Nevertheless, interest in electromagnetic launch has not disappeared. Recent political discussions in Washington have revived speculation about a future return of the technology to the fleet, particularly as the United States explores new concepts for large surface combatants intended to serve as command ships for distributed naval operations. Concept imagery released in late 2025 depicts potential warships equipped with a mix of hypersonic missiles, directed energy systems, conventional naval guns, and electromagnetic launchers capable of delivering long-range kinetic strikes.

From a tactical perspective, railgun technology continues to attract attention because of its potential operational advantages. Hypersonic projectiles dramatically reduce time to target and complicate interception by enemy defenses. Because the ammunition consists of inert kinetic projectiles, each shot could cost far less than a guided missile interceptor. In missile defense roles, such systems might eventually engage cruise missiles, drones, or ballistic threats in the terminal phase, forming a complementary layer within integrated naval air and missile defense architectures.

The February railgun trials at White Sands therefore do not indicate a full revival of the U.S. Navy’s electromagnetic weapon program. Instead, they reflect a more discreet but deliberate effort to preserve expertise in high-velocity electromagnetic launch technologies while supporting broader hypersonic weapons research.
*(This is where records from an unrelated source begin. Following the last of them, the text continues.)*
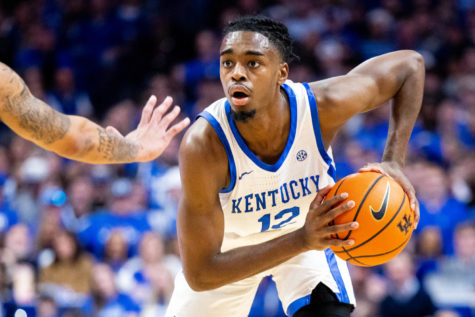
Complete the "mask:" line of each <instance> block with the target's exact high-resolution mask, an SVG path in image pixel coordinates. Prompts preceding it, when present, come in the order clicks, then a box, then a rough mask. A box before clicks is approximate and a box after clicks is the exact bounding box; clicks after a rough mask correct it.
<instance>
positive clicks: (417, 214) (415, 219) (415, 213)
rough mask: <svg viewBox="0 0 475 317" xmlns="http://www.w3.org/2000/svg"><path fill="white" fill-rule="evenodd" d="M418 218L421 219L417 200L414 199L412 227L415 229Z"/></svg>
mask: <svg viewBox="0 0 475 317" xmlns="http://www.w3.org/2000/svg"><path fill="white" fill-rule="evenodd" d="M420 219H421V211H420V207H419V201H418V200H417V199H416V208H415V209H414V229H417V226H418V225H419V220H420Z"/></svg>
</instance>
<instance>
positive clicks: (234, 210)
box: [232, 175, 320, 214]
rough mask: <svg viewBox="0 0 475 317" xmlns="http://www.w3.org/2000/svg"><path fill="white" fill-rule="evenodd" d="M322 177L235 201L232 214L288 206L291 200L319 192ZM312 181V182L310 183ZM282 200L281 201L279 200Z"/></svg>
mask: <svg viewBox="0 0 475 317" xmlns="http://www.w3.org/2000/svg"><path fill="white" fill-rule="evenodd" d="M319 179H320V175H315V176H310V177H305V178H299V179H296V180H291V181H290V182H287V183H284V184H282V185H281V186H280V187H279V188H276V189H273V190H269V191H267V192H261V193H250V194H248V195H245V196H242V197H239V198H237V199H233V200H232V203H233V209H232V213H233V214H234V213H238V214H240V213H246V212H253V211H260V210H265V209H266V208H267V207H275V206H276V205H277V204H280V203H282V204H286V203H288V202H289V201H290V200H291V199H293V200H297V199H299V198H300V197H305V196H307V195H309V194H311V193H312V190H314V191H313V192H314V193H316V192H318V181H319ZM309 180H310V181H309ZM279 199H280V200H279Z"/></svg>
By continuing to gather data on extreme-speed projectile behavior and launch dynamics, naval laboratories maintain a technological foundation that could prove valuable if future advances in power generation, materials science, or shipboard energy architectures make electromagnetic weapons viable again. In a security environment increasingly shaped by hypersonic competition among major powers, maintaining this knowledge base ensures the United States retains strategic flexibility should electromagnetic launch systems re-emerge as a credible component of future naval firepower.